Reed Johnson is an arts and culture reporter for the Los Angeles Times. From 2004 to 2008 he was the paper's Latin America cultural correspondent, based in Mexico City.

Fabian Wagmister teaches audiovisual creativity and new forms of digital creation at University of California, Los Angeles. As a professor in the department of Theater, Film and Television, he was instrumental in the creation and growth of the Laboratory for New Media, the HyperMedia Studio, and the Program on Digital Cultures, a center converging regional studies (Latin America) and digital communications to support the development of empowered technological identities. A native of Argentina, Fabian maintains active collaboration with artists and theorists throughout Latin America. Currently Fabian is director of UCLA's Center for Research in Engineering, Media, and Performance (REMAP), where faculty and students of engineering and of theater, film and television, develop theoretical fundaments, creative procedures, and technological toolsets for participative cultural systems.

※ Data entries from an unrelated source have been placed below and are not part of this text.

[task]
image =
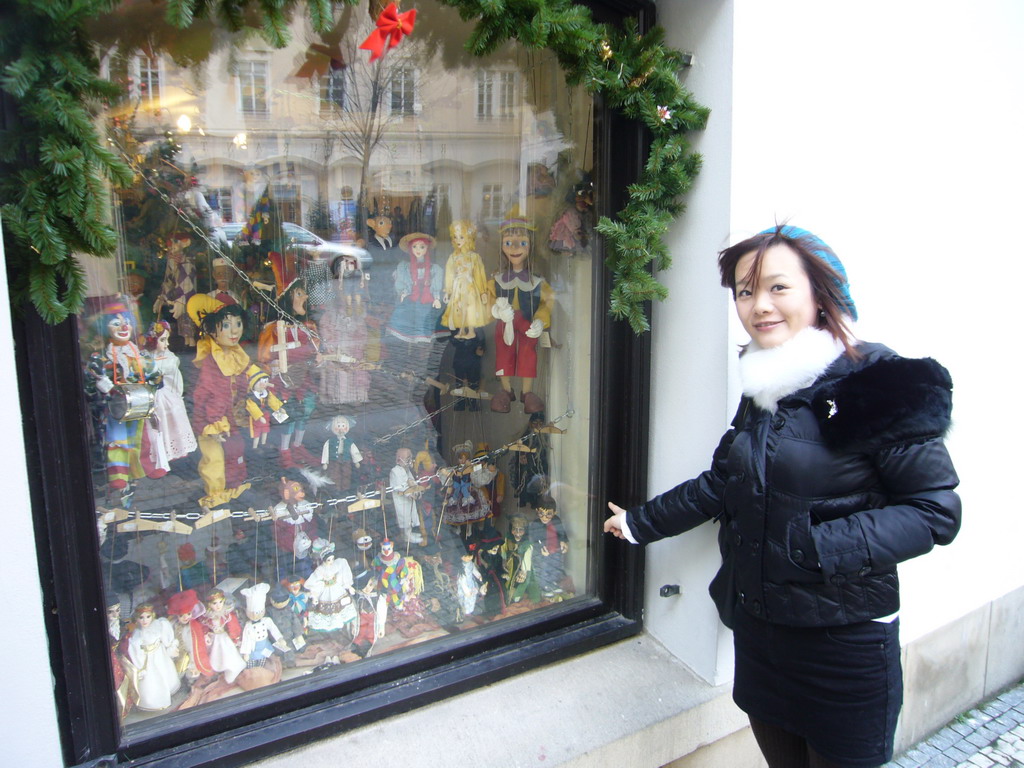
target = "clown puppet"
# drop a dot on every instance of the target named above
(123, 364)
(521, 302)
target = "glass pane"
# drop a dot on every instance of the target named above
(339, 370)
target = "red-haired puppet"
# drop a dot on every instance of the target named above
(121, 369)
(184, 609)
(224, 632)
(219, 397)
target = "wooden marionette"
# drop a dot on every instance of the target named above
(519, 555)
(521, 302)
(223, 275)
(340, 457)
(262, 406)
(223, 634)
(176, 438)
(391, 571)
(425, 469)
(344, 371)
(488, 478)
(298, 598)
(178, 287)
(122, 685)
(294, 528)
(184, 610)
(384, 249)
(464, 504)
(470, 581)
(406, 491)
(291, 625)
(572, 229)
(218, 410)
(465, 285)
(332, 602)
(489, 563)
(152, 648)
(260, 636)
(551, 544)
(288, 346)
(127, 382)
(414, 323)
(528, 463)
(467, 363)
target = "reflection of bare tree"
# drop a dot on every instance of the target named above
(377, 96)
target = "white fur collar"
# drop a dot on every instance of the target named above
(770, 375)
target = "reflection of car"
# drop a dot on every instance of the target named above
(304, 241)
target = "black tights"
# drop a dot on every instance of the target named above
(784, 750)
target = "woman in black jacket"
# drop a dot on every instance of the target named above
(834, 471)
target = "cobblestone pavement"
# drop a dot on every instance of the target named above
(992, 734)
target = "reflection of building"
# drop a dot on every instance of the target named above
(339, 122)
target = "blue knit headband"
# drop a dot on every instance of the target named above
(818, 247)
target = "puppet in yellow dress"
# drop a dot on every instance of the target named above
(465, 284)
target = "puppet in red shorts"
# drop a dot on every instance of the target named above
(521, 302)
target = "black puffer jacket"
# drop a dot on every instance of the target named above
(819, 501)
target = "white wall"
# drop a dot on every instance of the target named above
(691, 402)
(893, 130)
(30, 738)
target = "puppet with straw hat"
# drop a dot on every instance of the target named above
(521, 302)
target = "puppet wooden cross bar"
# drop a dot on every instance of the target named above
(283, 346)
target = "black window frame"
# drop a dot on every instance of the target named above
(55, 419)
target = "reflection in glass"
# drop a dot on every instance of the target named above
(338, 373)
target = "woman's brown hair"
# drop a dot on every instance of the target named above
(828, 287)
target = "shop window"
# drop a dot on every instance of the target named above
(358, 428)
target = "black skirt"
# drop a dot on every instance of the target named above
(840, 688)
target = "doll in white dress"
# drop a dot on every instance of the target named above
(332, 605)
(175, 434)
(152, 648)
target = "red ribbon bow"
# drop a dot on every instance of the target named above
(391, 28)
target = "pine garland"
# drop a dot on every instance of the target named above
(54, 164)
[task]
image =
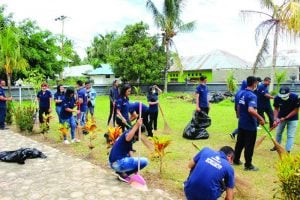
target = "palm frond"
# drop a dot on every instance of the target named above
(267, 26)
(260, 57)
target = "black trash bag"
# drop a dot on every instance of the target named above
(190, 132)
(200, 120)
(20, 155)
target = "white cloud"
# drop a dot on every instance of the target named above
(219, 23)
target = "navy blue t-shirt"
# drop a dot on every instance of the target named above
(121, 148)
(153, 98)
(82, 94)
(135, 107)
(262, 100)
(2, 93)
(205, 180)
(123, 105)
(59, 96)
(44, 98)
(285, 107)
(246, 121)
(67, 103)
(202, 90)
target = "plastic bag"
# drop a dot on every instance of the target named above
(20, 155)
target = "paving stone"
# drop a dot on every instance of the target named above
(61, 177)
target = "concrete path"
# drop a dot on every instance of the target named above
(60, 176)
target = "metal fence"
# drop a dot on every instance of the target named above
(26, 92)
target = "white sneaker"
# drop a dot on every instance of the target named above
(66, 142)
(75, 140)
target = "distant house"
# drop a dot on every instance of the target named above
(77, 71)
(206, 64)
(102, 75)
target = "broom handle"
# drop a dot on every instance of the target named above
(140, 135)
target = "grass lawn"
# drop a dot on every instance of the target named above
(178, 112)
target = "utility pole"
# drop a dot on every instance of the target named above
(62, 19)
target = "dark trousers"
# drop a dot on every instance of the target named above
(43, 110)
(268, 110)
(145, 116)
(112, 111)
(245, 139)
(2, 116)
(153, 120)
(205, 109)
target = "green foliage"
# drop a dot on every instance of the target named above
(9, 113)
(231, 83)
(288, 172)
(137, 56)
(24, 117)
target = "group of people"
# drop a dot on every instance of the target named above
(68, 102)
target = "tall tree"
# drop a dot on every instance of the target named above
(136, 56)
(101, 48)
(10, 53)
(170, 24)
(277, 21)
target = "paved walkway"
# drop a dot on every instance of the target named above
(60, 176)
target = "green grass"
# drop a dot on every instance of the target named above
(178, 113)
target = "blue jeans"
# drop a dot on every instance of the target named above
(72, 125)
(82, 118)
(2, 116)
(58, 109)
(291, 130)
(129, 165)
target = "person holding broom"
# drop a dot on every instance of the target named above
(286, 108)
(202, 96)
(210, 175)
(121, 157)
(247, 125)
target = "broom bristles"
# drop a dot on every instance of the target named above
(259, 141)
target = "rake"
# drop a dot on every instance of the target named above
(167, 128)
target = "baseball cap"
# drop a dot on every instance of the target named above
(284, 92)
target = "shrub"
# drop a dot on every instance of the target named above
(24, 117)
(288, 172)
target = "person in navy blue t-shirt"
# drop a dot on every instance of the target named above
(113, 96)
(134, 110)
(152, 99)
(286, 108)
(211, 174)
(66, 114)
(3, 100)
(121, 157)
(263, 100)
(202, 96)
(247, 125)
(122, 104)
(59, 96)
(44, 97)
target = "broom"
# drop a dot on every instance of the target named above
(280, 150)
(167, 128)
(260, 140)
(241, 186)
(111, 121)
(137, 181)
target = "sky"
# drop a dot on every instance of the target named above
(219, 24)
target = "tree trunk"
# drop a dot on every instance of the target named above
(8, 75)
(274, 58)
(167, 67)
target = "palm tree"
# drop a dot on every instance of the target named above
(170, 24)
(282, 18)
(10, 53)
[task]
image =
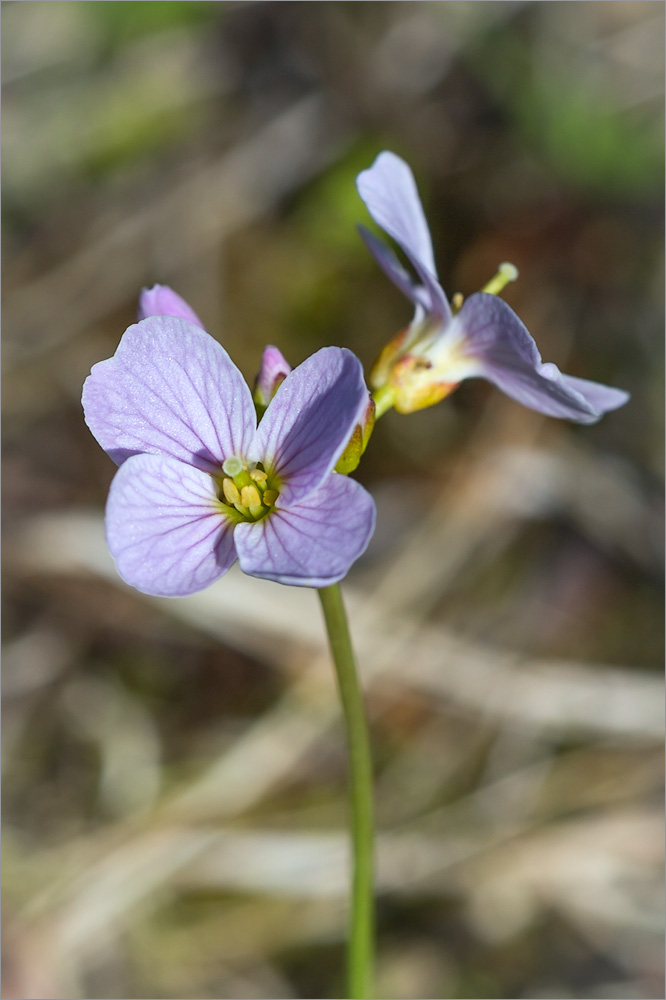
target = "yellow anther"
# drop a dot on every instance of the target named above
(231, 492)
(506, 273)
(250, 496)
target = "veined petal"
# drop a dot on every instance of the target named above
(389, 191)
(164, 527)
(274, 370)
(170, 389)
(160, 300)
(509, 358)
(310, 420)
(313, 543)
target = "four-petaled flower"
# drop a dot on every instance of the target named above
(200, 484)
(484, 339)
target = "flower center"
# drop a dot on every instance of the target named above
(247, 494)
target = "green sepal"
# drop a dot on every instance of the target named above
(358, 442)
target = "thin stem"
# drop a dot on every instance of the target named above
(361, 939)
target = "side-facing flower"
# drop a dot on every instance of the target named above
(200, 485)
(440, 348)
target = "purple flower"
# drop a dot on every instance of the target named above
(485, 339)
(200, 485)
(160, 300)
(274, 370)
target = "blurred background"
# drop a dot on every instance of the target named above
(174, 771)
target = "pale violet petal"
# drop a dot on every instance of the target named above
(603, 398)
(170, 389)
(274, 369)
(394, 270)
(164, 527)
(160, 300)
(313, 543)
(310, 420)
(389, 191)
(509, 358)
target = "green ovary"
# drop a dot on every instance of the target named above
(246, 494)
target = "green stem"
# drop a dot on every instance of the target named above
(361, 939)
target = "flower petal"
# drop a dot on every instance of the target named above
(509, 357)
(602, 397)
(160, 300)
(274, 370)
(164, 527)
(313, 543)
(310, 420)
(389, 192)
(170, 389)
(394, 270)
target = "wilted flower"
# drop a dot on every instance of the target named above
(440, 348)
(200, 485)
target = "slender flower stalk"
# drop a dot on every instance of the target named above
(361, 935)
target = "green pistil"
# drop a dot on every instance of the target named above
(506, 273)
(246, 494)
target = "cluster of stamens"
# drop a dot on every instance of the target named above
(249, 492)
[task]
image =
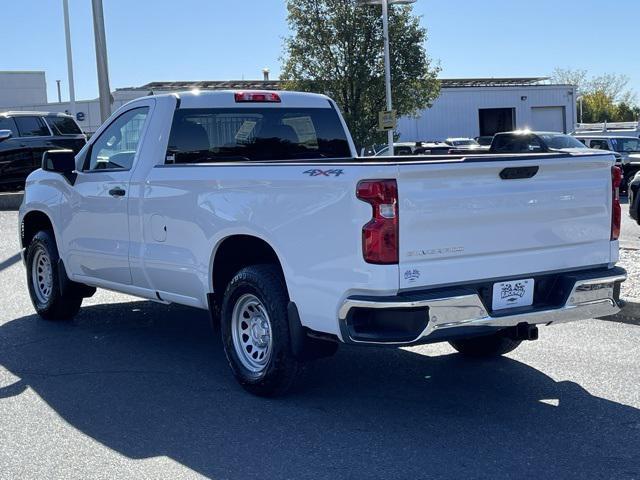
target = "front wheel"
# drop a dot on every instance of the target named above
(43, 281)
(255, 331)
(488, 346)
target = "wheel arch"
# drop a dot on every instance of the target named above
(237, 251)
(32, 222)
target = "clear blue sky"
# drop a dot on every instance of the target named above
(231, 39)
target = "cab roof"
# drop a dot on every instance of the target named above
(226, 99)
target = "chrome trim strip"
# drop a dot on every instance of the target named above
(469, 311)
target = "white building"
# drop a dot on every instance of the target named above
(22, 88)
(465, 108)
(485, 106)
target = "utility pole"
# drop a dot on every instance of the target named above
(67, 34)
(387, 68)
(101, 59)
(387, 57)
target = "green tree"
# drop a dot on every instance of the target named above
(336, 48)
(604, 98)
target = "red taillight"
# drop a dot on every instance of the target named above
(380, 235)
(257, 97)
(616, 210)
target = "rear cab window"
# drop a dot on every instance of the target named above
(32, 126)
(63, 126)
(7, 123)
(209, 135)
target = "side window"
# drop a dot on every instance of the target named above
(117, 145)
(8, 124)
(32, 127)
(599, 144)
(63, 126)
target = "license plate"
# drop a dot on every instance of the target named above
(516, 293)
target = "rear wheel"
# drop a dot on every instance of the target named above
(255, 331)
(44, 283)
(488, 346)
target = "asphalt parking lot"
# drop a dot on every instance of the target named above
(132, 389)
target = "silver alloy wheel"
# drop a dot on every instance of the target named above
(251, 332)
(42, 275)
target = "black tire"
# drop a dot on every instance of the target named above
(52, 305)
(265, 283)
(485, 347)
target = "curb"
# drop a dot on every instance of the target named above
(10, 201)
(630, 312)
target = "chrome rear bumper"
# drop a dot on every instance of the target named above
(590, 297)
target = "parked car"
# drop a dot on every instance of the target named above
(485, 140)
(254, 206)
(634, 197)
(610, 129)
(626, 149)
(462, 143)
(526, 141)
(25, 136)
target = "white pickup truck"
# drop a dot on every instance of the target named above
(253, 205)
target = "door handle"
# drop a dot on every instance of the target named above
(117, 192)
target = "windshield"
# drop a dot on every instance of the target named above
(560, 141)
(626, 145)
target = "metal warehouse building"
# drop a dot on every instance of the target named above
(465, 108)
(485, 106)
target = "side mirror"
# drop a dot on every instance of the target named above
(60, 161)
(5, 135)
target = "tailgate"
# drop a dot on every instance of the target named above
(462, 222)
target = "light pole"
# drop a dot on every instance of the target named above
(387, 59)
(581, 99)
(67, 34)
(101, 60)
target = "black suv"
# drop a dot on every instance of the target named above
(25, 136)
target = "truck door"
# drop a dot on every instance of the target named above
(96, 222)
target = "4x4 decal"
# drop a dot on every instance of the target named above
(316, 172)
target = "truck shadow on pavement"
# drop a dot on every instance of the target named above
(148, 380)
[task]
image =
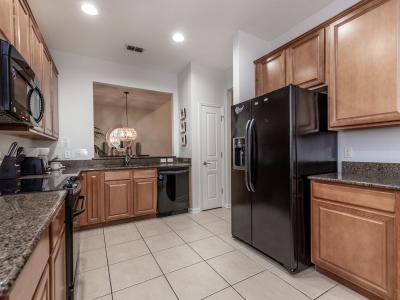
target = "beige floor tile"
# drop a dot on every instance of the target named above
(134, 271)
(341, 293)
(123, 235)
(227, 294)
(92, 243)
(194, 234)
(155, 289)
(176, 258)
(235, 266)
(196, 282)
(163, 241)
(90, 232)
(267, 286)
(93, 284)
(125, 251)
(310, 282)
(204, 217)
(118, 227)
(152, 227)
(91, 260)
(211, 247)
(218, 227)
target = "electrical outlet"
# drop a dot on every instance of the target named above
(348, 152)
(67, 154)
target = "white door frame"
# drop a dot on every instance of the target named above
(223, 150)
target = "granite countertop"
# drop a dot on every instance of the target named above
(376, 175)
(23, 219)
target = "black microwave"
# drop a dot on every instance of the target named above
(21, 101)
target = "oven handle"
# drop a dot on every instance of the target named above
(82, 209)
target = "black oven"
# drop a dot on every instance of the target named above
(21, 101)
(75, 206)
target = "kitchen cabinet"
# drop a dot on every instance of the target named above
(271, 72)
(305, 60)
(46, 90)
(22, 29)
(95, 197)
(118, 199)
(54, 100)
(363, 81)
(43, 290)
(145, 196)
(354, 236)
(7, 20)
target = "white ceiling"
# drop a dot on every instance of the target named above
(208, 25)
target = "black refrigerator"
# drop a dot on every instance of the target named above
(278, 139)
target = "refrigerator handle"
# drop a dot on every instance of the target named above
(250, 154)
(246, 145)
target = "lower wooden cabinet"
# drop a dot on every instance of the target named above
(118, 199)
(145, 199)
(353, 236)
(58, 270)
(43, 290)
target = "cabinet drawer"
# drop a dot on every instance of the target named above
(148, 173)
(365, 197)
(56, 226)
(117, 175)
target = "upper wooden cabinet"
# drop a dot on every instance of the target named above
(7, 20)
(22, 29)
(305, 60)
(94, 197)
(271, 73)
(364, 66)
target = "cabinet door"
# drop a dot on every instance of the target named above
(43, 289)
(145, 199)
(118, 199)
(22, 30)
(54, 101)
(58, 270)
(46, 90)
(356, 244)
(95, 197)
(271, 73)
(7, 20)
(363, 53)
(306, 60)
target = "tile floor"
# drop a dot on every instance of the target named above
(190, 256)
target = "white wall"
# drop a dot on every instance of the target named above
(77, 74)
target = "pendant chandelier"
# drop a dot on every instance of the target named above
(123, 134)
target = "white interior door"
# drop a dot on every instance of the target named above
(211, 169)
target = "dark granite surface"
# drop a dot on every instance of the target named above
(377, 175)
(23, 219)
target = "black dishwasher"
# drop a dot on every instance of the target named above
(173, 191)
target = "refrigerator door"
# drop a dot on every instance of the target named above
(240, 195)
(271, 176)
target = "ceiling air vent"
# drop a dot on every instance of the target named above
(134, 48)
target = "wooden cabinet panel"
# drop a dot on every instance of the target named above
(364, 66)
(355, 243)
(46, 90)
(306, 60)
(272, 72)
(22, 29)
(118, 199)
(95, 197)
(54, 101)
(145, 196)
(43, 291)
(7, 20)
(58, 270)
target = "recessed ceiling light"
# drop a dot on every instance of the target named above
(178, 37)
(89, 9)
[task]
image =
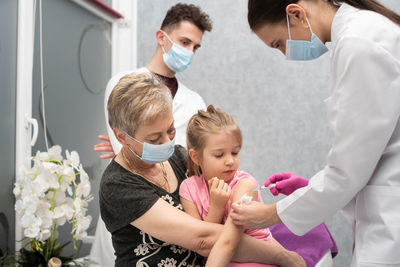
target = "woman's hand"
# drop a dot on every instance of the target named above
(285, 183)
(254, 215)
(220, 192)
(104, 147)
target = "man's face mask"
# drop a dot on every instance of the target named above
(178, 58)
(304, 50)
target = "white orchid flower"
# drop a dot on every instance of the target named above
(44, 234)
(48, 195)
(83, 189)
(55, 153)
(47, 180)
(31, 224)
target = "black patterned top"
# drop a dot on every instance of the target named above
(124, 197)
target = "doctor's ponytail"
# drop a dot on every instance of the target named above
(261, 12)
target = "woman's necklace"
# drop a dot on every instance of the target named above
(165, 185)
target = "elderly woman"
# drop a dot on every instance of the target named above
(139, 198)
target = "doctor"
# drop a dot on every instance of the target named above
(362, 174)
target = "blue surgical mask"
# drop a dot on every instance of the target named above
(152, 154)
(178, 58)
(304, 50)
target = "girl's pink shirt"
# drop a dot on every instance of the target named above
(194, 189)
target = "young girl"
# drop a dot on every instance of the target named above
(214, 141)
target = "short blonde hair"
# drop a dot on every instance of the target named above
(204, 123)
(137, 98)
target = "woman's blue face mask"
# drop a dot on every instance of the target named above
(304, 50)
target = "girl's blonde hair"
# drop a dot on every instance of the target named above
(137, 98)
(204, 123)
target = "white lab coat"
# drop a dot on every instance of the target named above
(363, 165)
(185, 103)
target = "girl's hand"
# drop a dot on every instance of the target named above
(220, 192)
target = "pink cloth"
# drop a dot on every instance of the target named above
(195, 189)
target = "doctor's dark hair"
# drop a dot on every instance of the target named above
(186, 12)
(262, 12)
(202, 125)
(136, 99)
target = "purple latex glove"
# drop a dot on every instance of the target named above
(285, 183)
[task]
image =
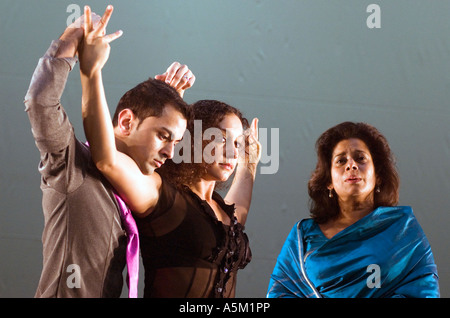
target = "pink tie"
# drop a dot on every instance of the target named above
(132, 248)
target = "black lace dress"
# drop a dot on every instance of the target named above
(187, 252)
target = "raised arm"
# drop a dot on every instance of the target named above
(50, 126)
(139, 191)
(240, 192)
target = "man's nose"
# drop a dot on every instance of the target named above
(232, 152)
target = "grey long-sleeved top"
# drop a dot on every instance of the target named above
(83, 240)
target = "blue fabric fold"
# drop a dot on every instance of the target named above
(385, 254)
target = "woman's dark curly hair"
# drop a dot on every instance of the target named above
(324, 208)
(211, 113)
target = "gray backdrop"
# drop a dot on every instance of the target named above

Kenneth Rogers is Assistant Professor in the Media and Cultural Studies Department at the University of California, Riverside. His research and publication is broadly concerned with the intersection of attention, labor, political economy, and social media. He is also engaged with the practical application of digital tools and social media in experimental pedagogy and direct action politics. Rogers has been a fellow at the Center for Ideas and Society at UC Riverside. His current book project, The Attention Complex: Media Technology and Biopolitics, maps the complex of political and social forces that have, over the last two decades, dramatically reshaped how human attention is theoretically understood, technologically managed, and psychiatrically and biologically treated.